1. Perilla leaves (깻잎 – kkaetnip)
Perilla leaves have an aromatic fragrance and hairy texture that foreigners may find strange or uncomfortable. This leaf, however, is found in many Korean cuisines and is also often served as a side dish.
Due to it’s smell, many have called perilla leaves Korea’s equivalent to cilantro!
2. Acorn jelly (도토리묵밥 – dotori muk)
Gelatinized foods is popular all across Asia, but only Koreans make jelly out of acorn powder. This is also partly due to the fact that not many countries in the world actually use acorns in their cuisines to begin with.

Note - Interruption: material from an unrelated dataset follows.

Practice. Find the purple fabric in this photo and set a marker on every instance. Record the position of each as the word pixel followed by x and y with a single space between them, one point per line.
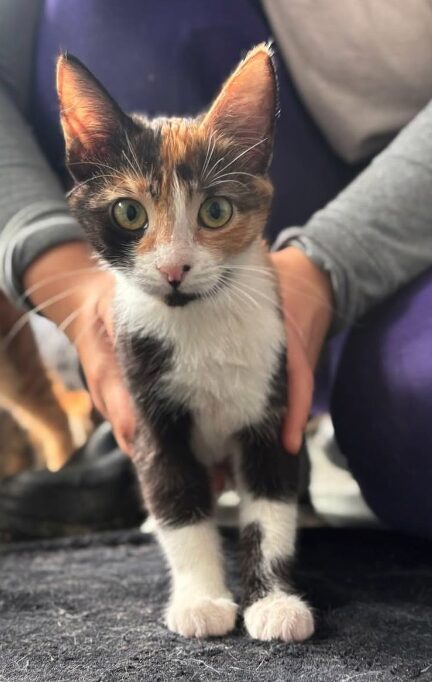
pixel 382 408
pixel 170 57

In fact, most people around the world only associate acorns with squirrel food. In Korea, however, acorn jelly is a favorite among many, and is often served as a side dish marinated in a soy sauce mixture.
3. Stalked sea squirt (미더덕 – mideodeok)
Stalked sea squirt is a favorite among seafood lovers in Korea. No other country in the world serves these in a dish, but it’s considered to be incredibly high in protein.
They’re known to reduce the chances of high blood pressure, and have an added benefit of opening up one’s blood vessels to allow for better blood flow.
Sea squirts may look unappetizing, but they come with a ton of health benefits, so eat up when you get the chance!
4. Moon snail (골뱅이 – golbaengi)
Moon snails are also eaten in Japan and France, but 80% of it is eaten in Korea! In fact it’s so popular in Korea that there aren’t enough moon snails to satisfy the demand.
Currently, Korea imports moon snails from England and Ireland because of it’s high popularity. The most popular way to serve golbaengi is in a spicy salad with scallions, onions, carrots, and cucumber.
5. Soy-marinated raw crab (간장게장 – kanjang kejang)
While many other countries also marinate and preserve their foods in soy sauce, Korea is the only country to marinate raw crab in it.
It’s currently growing in popularity in other countries due to its unique flavor and texture.